Icecast kh18 (AzuraCast) Stream URL https://sub.domain.com:8000/stream

Icacast kh18.3 (LinuxVersion) Stream URL https://sub.domain.com:8600/test icecast.xml settings:

<relay> <server>localhost</server> <port>8000</port> <mount>/stream</mount> <local-mount>/test</local-mount> <relay-shoutcast-metadata>1</relay-shoutcast-metadata> </relay>

<mount> <mount-name>/test</mount-name> <fallback-mount>/fallback-[64].aac</fallback-mount> <fallback-override>1</fallback-override> <charset>UTF-8</charset> <stream-name>Test Relay ReStream</stream-name> <stream-description>Test Relay ReStream</stream-description> <stream-url>https://sub.domain.com</stream-url> <genre>Top40</genre> <bitrate>64</bitrate> </mount>

<mount> <mount-name>/stream</mount-name> <fallback-mount>/test</fallback-mount> <fallback-override>1</fallback-override> <charset>UTF-8</charset> <stream-name>Test Relay ReStream 2</stream-name> <stream-description>Test Relay ReStream 2</stream-description> <stream-url>https://sub.domain.com</stream-url> <genre>Top40</genre> <bitrate>64</bitrate> </mount>

After restarting the VPS, no metadata is displayed, but the audio is successfully relayed and the sound matches the audio from port 8000 (azuracast). but after restarting icecast-service LinuxVersion the metadata is showing

karlheyes commented 1 year ago

that looks like an ugly loop type of thing there. You are relaying a mountpoint with a fallback to the mountpoint you are relaying to and have override settings. I'll have to run some tests to check that path specifically but multiple mountpoints with common fallbacks were never a reliable use case and here you have a possible relay loop. Separate isolated fallbacks are what people should use in such cases.

karlheyes commented 1 year ago

@gunsar the master should now have the fix for no metadata appearing. The issue was that it was starting with a fallback to file and the full initialisation was missing. The issue of the relay loop is still there but you should not expect that to work at all.

karl.

gunsar commented 1 year ago

@karlheyes I tried it new master f0eb586 , it's running as expected, it looks like the reading of the fallback file is now not placed at the front, so the metadata is automatically relayed. the experiment was successful, thank you.

gunsar commented 1 year ago

a few minutes later, sometimes the audio crashes and stops for a while. but after restarting the service it returns to normal, how many seconds does it actually take to read the fallback file, fallback mount and relay alternately?

gunsar commented 1 year ago

I asked how many seconds above, because the relay sometimes drops and the audio immediately changes to the play fallback file, even though the relay server is from localhost (in the same 1vps)

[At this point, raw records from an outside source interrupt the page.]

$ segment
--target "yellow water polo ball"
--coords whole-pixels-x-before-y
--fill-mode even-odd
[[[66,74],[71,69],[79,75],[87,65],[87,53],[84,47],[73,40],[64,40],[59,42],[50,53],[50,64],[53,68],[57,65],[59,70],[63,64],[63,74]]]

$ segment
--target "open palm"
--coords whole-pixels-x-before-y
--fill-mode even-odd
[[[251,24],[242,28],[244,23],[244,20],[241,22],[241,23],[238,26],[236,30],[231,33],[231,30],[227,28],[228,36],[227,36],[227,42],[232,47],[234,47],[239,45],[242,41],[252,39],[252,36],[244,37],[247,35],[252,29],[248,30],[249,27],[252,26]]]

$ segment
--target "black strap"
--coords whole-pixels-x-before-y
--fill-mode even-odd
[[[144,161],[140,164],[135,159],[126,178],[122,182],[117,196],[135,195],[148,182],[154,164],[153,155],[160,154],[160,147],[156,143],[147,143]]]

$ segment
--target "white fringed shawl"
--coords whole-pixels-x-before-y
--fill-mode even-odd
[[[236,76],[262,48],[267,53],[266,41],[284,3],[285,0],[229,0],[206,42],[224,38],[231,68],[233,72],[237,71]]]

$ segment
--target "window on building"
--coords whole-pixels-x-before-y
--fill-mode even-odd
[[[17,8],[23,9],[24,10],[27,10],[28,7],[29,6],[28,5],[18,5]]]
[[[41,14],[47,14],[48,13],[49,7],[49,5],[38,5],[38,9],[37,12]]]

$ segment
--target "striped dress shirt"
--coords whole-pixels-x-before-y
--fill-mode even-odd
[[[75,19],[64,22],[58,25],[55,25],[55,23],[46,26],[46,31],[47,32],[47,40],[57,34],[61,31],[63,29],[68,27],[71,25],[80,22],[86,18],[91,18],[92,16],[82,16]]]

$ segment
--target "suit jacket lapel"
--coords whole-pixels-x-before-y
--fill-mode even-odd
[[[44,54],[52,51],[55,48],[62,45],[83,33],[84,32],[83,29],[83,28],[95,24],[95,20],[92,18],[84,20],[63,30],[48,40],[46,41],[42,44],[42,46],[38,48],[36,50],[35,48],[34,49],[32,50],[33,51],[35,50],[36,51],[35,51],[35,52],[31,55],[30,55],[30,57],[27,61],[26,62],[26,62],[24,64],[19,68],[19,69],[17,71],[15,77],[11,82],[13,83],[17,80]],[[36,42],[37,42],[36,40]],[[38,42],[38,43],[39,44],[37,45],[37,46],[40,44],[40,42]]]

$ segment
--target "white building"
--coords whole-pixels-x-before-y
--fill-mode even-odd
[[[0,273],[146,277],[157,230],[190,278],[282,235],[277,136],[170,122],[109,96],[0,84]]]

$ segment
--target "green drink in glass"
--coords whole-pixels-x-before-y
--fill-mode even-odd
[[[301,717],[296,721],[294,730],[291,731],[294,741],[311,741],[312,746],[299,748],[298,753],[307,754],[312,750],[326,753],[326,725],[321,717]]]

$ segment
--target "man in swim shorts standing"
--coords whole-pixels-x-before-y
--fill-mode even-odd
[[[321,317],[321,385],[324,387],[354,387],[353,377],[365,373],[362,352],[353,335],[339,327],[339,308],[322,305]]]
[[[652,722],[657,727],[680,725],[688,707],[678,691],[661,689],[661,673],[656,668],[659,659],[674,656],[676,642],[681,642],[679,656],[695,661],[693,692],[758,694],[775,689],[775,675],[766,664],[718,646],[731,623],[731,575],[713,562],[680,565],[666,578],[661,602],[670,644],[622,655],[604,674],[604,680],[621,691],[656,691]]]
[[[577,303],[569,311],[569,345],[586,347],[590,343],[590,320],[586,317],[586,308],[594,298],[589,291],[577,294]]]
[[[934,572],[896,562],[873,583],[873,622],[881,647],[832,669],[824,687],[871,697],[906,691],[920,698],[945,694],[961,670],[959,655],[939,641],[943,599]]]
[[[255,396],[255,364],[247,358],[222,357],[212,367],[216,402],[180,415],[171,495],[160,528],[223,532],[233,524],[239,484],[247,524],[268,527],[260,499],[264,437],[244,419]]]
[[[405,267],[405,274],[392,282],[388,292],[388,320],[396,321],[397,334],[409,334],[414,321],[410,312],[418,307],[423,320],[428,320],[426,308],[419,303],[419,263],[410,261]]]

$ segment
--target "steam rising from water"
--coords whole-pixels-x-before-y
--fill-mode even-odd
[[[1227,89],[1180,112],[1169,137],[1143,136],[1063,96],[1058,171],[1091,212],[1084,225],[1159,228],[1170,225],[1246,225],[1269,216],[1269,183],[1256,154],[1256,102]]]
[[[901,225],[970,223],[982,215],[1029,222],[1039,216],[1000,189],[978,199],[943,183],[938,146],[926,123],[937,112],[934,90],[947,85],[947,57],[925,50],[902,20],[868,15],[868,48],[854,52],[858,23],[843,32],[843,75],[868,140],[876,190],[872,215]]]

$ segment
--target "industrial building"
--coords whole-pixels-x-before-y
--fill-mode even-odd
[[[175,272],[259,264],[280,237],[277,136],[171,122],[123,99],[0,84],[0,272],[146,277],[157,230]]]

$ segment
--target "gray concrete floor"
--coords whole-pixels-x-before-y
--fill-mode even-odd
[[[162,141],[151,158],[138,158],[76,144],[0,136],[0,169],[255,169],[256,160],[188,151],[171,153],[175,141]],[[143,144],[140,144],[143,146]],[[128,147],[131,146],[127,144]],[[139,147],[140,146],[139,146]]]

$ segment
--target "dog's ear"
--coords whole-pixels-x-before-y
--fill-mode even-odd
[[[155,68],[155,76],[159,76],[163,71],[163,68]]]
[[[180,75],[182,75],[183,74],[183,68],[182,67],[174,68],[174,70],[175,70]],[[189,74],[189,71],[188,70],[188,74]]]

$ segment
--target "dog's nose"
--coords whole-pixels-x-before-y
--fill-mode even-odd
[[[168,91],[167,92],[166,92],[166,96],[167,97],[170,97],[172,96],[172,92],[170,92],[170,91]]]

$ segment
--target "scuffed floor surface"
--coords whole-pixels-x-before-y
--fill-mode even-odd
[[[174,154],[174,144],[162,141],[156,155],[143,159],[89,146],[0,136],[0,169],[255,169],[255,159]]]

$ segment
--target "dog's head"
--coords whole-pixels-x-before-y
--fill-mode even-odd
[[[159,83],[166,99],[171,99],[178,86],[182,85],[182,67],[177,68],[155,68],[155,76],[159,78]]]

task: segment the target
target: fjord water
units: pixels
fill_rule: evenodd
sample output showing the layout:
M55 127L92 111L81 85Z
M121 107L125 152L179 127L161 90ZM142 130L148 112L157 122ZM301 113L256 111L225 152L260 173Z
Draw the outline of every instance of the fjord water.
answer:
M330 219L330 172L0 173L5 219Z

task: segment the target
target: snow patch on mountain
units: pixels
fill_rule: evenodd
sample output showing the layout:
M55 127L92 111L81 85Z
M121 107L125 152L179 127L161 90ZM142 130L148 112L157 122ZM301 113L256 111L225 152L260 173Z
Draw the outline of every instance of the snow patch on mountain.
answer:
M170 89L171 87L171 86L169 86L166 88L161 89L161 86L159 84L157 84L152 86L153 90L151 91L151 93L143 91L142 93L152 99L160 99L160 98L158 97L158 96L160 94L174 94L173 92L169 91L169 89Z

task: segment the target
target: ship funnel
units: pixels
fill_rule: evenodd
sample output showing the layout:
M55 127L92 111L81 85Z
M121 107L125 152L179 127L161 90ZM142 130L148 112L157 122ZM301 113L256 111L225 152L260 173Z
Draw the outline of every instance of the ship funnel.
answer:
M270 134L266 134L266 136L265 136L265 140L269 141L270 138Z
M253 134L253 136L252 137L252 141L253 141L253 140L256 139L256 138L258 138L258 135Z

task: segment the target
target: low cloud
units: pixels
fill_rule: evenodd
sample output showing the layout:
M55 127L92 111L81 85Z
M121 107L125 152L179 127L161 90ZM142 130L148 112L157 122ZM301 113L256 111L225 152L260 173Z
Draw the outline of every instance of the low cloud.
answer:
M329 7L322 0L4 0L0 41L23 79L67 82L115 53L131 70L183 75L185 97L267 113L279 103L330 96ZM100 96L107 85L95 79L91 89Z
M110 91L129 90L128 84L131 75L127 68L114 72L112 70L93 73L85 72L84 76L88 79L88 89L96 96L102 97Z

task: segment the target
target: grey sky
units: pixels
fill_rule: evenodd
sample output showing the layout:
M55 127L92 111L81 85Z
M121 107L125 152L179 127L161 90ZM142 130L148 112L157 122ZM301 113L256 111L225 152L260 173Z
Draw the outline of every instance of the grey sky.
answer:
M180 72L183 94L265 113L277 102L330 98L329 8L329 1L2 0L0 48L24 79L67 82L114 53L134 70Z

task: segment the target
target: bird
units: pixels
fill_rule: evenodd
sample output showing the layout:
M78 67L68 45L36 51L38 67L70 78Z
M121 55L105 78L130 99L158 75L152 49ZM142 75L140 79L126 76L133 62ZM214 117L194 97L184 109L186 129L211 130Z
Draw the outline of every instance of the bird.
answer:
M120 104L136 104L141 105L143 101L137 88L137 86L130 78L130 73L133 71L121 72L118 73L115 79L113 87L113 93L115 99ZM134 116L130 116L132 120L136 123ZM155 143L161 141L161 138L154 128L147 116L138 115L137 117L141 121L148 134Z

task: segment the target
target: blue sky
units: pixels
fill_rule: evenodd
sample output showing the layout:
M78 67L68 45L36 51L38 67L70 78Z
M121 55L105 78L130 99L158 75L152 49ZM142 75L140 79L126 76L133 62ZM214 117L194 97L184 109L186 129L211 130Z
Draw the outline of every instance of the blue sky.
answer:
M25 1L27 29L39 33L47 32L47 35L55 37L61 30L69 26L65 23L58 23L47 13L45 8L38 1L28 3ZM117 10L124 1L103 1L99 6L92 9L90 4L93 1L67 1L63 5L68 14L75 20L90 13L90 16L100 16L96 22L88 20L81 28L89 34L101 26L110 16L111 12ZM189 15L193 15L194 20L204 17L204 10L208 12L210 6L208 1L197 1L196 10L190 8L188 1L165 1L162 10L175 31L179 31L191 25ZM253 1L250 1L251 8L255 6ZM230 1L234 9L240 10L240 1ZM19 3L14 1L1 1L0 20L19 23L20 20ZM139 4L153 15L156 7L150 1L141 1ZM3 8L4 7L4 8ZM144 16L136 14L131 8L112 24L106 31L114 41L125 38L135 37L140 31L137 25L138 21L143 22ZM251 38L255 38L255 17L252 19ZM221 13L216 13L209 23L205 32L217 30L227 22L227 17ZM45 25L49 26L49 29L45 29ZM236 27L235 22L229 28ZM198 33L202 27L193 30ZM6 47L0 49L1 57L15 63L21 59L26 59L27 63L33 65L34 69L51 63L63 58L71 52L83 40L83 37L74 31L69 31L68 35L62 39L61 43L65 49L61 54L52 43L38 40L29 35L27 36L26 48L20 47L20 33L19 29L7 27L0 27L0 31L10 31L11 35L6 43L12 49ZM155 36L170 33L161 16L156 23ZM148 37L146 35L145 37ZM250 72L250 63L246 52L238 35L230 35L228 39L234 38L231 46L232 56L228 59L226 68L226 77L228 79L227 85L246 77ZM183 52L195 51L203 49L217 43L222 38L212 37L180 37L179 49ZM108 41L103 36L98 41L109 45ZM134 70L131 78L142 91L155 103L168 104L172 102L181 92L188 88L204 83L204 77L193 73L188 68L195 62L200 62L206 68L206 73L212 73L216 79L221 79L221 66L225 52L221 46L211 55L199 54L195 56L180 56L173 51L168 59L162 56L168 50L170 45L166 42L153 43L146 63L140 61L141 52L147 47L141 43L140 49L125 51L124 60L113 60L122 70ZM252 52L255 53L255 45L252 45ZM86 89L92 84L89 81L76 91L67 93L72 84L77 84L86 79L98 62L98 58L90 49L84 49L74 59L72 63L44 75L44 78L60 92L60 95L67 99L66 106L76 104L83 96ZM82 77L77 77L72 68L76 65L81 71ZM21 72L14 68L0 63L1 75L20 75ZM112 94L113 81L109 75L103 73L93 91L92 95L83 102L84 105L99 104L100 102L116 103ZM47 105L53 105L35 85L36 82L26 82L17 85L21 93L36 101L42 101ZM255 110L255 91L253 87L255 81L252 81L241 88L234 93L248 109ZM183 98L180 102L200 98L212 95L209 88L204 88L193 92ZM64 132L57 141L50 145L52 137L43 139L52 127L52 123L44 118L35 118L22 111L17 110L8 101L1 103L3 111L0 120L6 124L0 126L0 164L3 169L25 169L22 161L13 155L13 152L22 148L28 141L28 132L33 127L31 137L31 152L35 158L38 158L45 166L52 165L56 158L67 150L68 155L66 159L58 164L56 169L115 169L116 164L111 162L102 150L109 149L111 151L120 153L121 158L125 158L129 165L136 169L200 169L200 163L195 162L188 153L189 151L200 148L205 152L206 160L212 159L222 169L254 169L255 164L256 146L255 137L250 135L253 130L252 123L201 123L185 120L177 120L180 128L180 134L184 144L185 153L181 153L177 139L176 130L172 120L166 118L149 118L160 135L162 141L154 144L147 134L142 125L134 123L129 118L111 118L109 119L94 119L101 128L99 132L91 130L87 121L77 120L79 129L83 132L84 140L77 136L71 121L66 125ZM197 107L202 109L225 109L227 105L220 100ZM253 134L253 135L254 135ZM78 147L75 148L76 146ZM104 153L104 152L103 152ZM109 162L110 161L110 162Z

karlheyes commented 1 year ago

the fallback file just has a initial scan for format detection once at the start, it does not read all of it or keep a copy in memory. Are you still attempting the relay bouncing thing as that won't work well enough. A separate fallback file reference on the secondary mount (which could be a symlink to the same file) will stop the reading end getting thrown back onto itself.

gunsar commented 1 year ago

ok i will try to add fallback with different file and different mount.

gunsar commented 1 year ago

is it maybe something to do with the cors problem? I really feel strange, why does the localhost relay but sometimes it disconnects from the relay and gets stuck which ends up reading the fallback file. even though CPU RAM usage is still normal 20%

gunsar commented 1 year ago

Now setting (add mount autodj, autodj with liquidsoap) :

<relay> <server>localhost</server> <port>8000</port> <mount>/stream</mount> <local-mount>/test</local-mount> <relay-shoutcast-metadata>1</relay-shoutcast-metadata> </relay>

<mount> <mount-name>/autodj</mount-name> <fallback-mount>/fallback.mp3</fallback-mount> <fallback-override>1</fallback-override> </mount>

<mount> <mount-name>/test</mount-name> <fallback-mount>/autodj</fallback-mount> <fallback-override>1</fallback-override> <charset>UTF-8</charset> <stream-name>Test Relay ReStream</stream-name> <stream-description>Test Relay ReStream</stream-description> <stream-url>https://sub.domain.com</stream-url> <genre>Top40</genre> <bitrate>64</bitrate> </mount>

<mount> <mount-name>/stream</mount-name> <fallback-mount>/test</fallback-mount> <fallback-override>1</fallback-override> <charset>UTF-8</charset> <stream-name>Test Relay ReStream 2</stream-name> <stream-description>Test Relay ReStream 2</stream-description> <stream-url>https://sub.domain.com</stream-url> <genre>Top40</genre> <bitrate>64</bitrate> </mount>

gunsar commented 1 year ago

now a bit running normally. the fallback file I added is an .mp3 file not an .aac file. I thought because relay uses aac+ so follback also has to add an aac file. from monitoring now it's still normal.

karlheyes commented 1 year ago

I did an extra clear out of the relay if the relay is in a delayed retry state, just in case people switch formats in-between so it would be possible to change between mp3 and aac without issue in those cases, the issue is purely the format changing mid-stream.

gunsar commented 1 year ago

very true that the format changes when the stream runs after changing mounts. now running normally for metadata after restart vps. follback mount from autodj seems to be better with the autodj settings the same as the stream format from the relay. Thank You

karlheyes commented 1 year ago

kh20 out now. Will close this for now.